Vérand moved to Milan as well, to supervise Alvisetto’s lessons, as Lucia was at court most of the day. She hired a kind, well-mannered Austrian music teacher who turned out to be Carl Thomas Mozart, the eldest son of Wolfgang Amadeus. When his famous father had died, in 1791, Carl Thomas was only six. At thirteen, he was sent to work as an apprentice in a commercial firm in Livorno. His dream, he told Lucia, was to start a piano business, but he had not been able to raise the necessary capital. He had gone back to studying music and for the past four years had made a living by giving piano lessons in Milan. “Of course he’s not his father,” Lucia told Paolina rather cruelly. “But he’s very sweet, plays well enough, and he teaches in German, so Alvisetto can practise the language.”
19
Lucia’s life at court resumed its dull and predictable pace after the summer furlough. She continued to do her duty without any special affection for the kingdom she served, and she still kept her distance from the scheming Milanese ladies who hovered around Prince Eugène and Princess Augusta. It occurred to her that the viceroy and the vicereine were probably the people she had grown fondest of in the period she had been in Milan. They were not an especially lively couple, but she came to value their kindness and consideration.
Lucia’s relationship with Princess Augusta revolved a great deal around clothes, as the Vicereine was constantly giving her rich gala dresses, more informal round dresses and easy-to-wear
déshabillés
from the best houses in Paris. The fabrics were among the finest, the colours fashionable, the gold and silver linings and bordures always of the best quality. Princess Augusta gave Lucia two or three dresses at a time, and she always remembered her birthday and her saint’s day. Lucia loved beautiful clothes and liked to be
à la page,
and of course she had plenty of opportunities to wear her new dresses. But she accumulated so many of them that she did not know where to store them any more. “[The Princess] is so generous with all of us and of course I am grateful for everything she gives me,” she told Paolina, “but I have reached the point where a new dress fails to excite much interest in me.”
20
Somewhat to her surprise, Lucia found that clothes were often Prince Eugène’s preferred topic of conversation as well. “The Viceroy called me to his room last night,” she wrote to Paolina conspiratorially,
He said: “In the last few days I’ve looked at many waistcoats and have chosen several for myself. There is one I like especially, and I’ve ordered a cut of the same fabric for you to make a dress. You know the fashion is now for men and women to wear matching dresses and waistcoats…”
21
The fabric was a beautiful
velours cachemire,
with a flower pattern embroidered in the Ottoman style. Lucia was flattered to be the object of Prince Eugène’s attentions, and she enjoyed the light flirtation between them. But she found it odd, and vaguely frustrating, that the Prince did not wish to discuss more serious matters.

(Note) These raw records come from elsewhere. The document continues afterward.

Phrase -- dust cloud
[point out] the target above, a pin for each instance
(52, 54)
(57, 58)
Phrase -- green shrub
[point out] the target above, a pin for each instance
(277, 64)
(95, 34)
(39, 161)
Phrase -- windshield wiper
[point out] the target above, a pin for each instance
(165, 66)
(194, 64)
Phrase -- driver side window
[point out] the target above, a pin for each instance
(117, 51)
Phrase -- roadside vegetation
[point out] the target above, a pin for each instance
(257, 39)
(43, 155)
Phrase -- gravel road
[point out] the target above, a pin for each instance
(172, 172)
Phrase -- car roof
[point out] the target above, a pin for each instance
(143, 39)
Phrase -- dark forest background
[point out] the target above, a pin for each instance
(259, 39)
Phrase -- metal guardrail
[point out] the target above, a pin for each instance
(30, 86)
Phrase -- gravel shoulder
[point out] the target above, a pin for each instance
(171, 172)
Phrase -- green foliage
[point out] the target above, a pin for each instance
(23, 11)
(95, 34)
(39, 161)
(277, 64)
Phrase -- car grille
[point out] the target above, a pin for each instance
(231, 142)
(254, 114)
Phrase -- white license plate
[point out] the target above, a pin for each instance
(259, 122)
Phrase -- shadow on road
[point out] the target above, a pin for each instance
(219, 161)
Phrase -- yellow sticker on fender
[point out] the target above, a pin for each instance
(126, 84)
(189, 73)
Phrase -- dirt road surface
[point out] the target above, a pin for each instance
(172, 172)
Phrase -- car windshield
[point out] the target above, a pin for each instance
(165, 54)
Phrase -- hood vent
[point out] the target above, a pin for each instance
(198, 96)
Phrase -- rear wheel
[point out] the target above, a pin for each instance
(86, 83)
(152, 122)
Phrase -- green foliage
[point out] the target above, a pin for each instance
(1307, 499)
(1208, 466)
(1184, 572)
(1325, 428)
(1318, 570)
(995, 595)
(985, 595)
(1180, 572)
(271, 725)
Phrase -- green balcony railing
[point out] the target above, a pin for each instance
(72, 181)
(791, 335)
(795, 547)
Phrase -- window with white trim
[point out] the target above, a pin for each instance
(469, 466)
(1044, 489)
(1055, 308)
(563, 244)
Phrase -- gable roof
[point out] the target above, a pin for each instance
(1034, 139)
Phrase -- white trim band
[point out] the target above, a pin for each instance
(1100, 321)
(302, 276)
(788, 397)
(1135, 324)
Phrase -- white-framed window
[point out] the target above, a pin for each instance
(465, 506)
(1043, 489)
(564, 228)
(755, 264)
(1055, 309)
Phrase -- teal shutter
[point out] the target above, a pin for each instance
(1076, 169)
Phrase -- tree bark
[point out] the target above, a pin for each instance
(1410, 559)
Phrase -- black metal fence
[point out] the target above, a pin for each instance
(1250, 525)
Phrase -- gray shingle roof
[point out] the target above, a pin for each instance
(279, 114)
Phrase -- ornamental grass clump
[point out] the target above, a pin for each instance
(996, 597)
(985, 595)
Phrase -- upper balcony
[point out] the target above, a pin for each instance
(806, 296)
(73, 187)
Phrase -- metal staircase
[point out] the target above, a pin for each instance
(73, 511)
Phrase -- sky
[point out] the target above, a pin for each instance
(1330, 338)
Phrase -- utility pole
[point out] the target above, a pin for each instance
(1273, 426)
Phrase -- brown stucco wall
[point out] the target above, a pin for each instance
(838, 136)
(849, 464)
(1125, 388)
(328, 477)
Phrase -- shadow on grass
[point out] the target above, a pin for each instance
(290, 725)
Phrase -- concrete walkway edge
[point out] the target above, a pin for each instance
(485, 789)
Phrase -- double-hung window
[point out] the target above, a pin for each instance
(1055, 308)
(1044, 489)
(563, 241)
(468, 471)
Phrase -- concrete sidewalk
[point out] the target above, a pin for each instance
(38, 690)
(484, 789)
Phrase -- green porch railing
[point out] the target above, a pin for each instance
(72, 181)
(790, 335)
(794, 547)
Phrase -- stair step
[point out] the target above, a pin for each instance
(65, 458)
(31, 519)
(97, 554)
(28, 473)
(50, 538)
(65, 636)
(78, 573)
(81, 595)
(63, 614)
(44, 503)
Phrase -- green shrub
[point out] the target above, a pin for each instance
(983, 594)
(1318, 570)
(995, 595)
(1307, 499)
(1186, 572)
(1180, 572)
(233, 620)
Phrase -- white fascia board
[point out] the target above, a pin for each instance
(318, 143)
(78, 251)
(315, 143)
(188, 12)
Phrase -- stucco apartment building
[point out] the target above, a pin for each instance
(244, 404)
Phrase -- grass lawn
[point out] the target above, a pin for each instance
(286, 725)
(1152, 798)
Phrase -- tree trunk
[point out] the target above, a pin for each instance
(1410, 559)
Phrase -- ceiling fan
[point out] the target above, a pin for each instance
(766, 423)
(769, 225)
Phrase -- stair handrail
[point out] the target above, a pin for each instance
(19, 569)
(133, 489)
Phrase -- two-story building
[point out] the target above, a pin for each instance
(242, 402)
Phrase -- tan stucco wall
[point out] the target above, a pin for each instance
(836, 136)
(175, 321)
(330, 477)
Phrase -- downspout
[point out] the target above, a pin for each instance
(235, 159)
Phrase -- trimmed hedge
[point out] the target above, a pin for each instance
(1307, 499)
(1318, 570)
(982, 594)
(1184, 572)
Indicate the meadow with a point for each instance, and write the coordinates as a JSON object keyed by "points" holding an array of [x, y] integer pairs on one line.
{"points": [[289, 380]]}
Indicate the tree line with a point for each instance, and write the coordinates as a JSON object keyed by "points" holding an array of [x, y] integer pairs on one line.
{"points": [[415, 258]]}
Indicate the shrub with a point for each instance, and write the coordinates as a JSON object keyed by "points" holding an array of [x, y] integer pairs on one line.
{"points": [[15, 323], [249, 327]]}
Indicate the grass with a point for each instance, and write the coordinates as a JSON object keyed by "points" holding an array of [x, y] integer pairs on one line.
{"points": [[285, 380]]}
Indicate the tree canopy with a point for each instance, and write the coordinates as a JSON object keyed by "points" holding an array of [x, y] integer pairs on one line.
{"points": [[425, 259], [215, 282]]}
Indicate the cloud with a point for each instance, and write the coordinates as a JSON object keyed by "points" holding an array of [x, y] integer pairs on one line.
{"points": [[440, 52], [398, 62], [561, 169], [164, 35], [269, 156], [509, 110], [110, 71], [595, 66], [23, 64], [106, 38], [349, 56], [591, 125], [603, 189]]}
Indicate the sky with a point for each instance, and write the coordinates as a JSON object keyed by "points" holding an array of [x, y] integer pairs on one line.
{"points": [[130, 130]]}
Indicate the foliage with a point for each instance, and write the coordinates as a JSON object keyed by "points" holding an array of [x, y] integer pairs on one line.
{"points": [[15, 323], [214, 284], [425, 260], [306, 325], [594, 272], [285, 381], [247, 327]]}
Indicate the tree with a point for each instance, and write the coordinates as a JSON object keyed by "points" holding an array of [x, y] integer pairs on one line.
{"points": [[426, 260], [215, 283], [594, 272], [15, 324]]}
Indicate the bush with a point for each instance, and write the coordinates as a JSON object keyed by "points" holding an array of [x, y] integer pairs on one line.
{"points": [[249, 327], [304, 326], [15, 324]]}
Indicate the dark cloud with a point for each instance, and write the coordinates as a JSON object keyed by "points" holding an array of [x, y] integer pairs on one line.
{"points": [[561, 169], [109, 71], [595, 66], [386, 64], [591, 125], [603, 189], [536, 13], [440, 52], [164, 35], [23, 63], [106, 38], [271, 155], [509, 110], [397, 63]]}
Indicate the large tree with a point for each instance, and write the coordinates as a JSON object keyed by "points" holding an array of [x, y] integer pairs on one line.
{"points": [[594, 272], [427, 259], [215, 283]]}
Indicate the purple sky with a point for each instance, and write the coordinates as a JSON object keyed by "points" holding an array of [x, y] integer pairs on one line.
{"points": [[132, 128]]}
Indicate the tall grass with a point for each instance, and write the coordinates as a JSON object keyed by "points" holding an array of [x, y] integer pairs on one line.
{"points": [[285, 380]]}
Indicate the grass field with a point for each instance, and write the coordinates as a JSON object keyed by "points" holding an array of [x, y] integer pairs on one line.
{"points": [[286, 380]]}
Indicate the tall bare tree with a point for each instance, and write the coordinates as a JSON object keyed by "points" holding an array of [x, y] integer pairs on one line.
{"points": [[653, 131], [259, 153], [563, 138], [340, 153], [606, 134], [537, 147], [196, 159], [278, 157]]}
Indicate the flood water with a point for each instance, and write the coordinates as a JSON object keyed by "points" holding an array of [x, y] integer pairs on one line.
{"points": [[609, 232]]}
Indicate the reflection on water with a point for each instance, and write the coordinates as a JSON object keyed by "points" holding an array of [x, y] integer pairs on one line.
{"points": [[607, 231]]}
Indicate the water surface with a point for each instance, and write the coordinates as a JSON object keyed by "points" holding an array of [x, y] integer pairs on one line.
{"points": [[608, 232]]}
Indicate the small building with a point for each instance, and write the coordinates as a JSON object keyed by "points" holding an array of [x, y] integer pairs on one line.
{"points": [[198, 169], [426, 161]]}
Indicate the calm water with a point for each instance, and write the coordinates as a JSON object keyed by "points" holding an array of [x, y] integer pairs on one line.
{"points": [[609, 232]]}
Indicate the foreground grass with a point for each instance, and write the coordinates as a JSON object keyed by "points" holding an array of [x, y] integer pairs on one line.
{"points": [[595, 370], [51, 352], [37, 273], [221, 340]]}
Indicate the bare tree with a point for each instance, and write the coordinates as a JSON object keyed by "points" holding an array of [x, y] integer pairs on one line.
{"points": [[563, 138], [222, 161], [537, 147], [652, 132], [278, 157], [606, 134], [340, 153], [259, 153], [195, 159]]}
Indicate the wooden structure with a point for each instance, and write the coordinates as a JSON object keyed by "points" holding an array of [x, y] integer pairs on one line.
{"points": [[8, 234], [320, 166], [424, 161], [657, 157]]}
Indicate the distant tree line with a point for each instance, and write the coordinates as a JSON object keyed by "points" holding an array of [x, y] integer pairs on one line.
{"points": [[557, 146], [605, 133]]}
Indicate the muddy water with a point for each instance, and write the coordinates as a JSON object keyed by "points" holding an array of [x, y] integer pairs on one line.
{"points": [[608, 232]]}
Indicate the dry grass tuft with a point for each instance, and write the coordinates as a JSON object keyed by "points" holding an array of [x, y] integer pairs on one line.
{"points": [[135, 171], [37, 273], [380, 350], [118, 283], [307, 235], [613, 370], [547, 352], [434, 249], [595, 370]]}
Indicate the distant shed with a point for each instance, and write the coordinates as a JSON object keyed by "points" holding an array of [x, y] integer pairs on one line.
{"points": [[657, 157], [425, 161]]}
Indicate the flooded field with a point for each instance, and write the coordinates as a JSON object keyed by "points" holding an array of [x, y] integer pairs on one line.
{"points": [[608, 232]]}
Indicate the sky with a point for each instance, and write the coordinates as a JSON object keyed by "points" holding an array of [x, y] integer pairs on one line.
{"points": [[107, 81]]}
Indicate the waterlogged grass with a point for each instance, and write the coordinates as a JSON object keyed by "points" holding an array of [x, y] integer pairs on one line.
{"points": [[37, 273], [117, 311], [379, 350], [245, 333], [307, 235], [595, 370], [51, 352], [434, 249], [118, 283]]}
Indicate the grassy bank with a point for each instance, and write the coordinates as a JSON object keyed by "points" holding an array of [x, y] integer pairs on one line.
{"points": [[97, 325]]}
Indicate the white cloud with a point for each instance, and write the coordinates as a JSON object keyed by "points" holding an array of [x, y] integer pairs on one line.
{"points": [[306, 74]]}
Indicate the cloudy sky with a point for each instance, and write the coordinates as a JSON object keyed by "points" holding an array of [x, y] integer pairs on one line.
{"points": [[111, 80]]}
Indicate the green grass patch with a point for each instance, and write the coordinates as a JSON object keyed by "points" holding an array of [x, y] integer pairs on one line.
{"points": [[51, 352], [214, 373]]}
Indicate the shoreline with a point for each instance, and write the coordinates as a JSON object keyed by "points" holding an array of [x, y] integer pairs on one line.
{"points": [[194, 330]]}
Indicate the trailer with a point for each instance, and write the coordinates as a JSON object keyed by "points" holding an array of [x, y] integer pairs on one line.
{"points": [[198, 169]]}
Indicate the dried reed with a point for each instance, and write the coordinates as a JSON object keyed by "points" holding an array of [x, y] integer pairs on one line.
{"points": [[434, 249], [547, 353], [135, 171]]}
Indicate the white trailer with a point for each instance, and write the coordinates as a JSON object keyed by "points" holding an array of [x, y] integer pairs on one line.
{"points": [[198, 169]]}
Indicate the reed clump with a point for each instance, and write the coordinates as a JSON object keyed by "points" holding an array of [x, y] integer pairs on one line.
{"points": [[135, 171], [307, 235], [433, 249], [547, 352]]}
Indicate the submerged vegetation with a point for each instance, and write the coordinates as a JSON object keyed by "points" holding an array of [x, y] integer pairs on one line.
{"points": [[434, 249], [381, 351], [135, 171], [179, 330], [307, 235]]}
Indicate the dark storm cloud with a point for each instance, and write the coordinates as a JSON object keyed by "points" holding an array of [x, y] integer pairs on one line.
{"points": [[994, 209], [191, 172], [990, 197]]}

Fashion, of course, was what the ladies-in-waiting mostly talked about among themselves and with Princess Augusta during the afternoon stroll or after their game of cards at
Petit cercle
. There were tedious disquisitions on the merit of short sleeves over long sleeves, on the latest designs from Paris, on the colours in vogue that season. Conversation was seldom lively and never brilliant. No one touched politics. Very little was mentioned about art, literature or even music. In the early days of the Cisalpine Republic, when poets and artists had been drawn to Milan by the young Bonaparte, the intellectual life had been quite vibrant. But after the proclamation of the Empire and the transformation of the Cisalpine Republic into the Kingdom of Italy, the monotonous rituals of royal etiquette imported from Paris created a soporific atmosphere.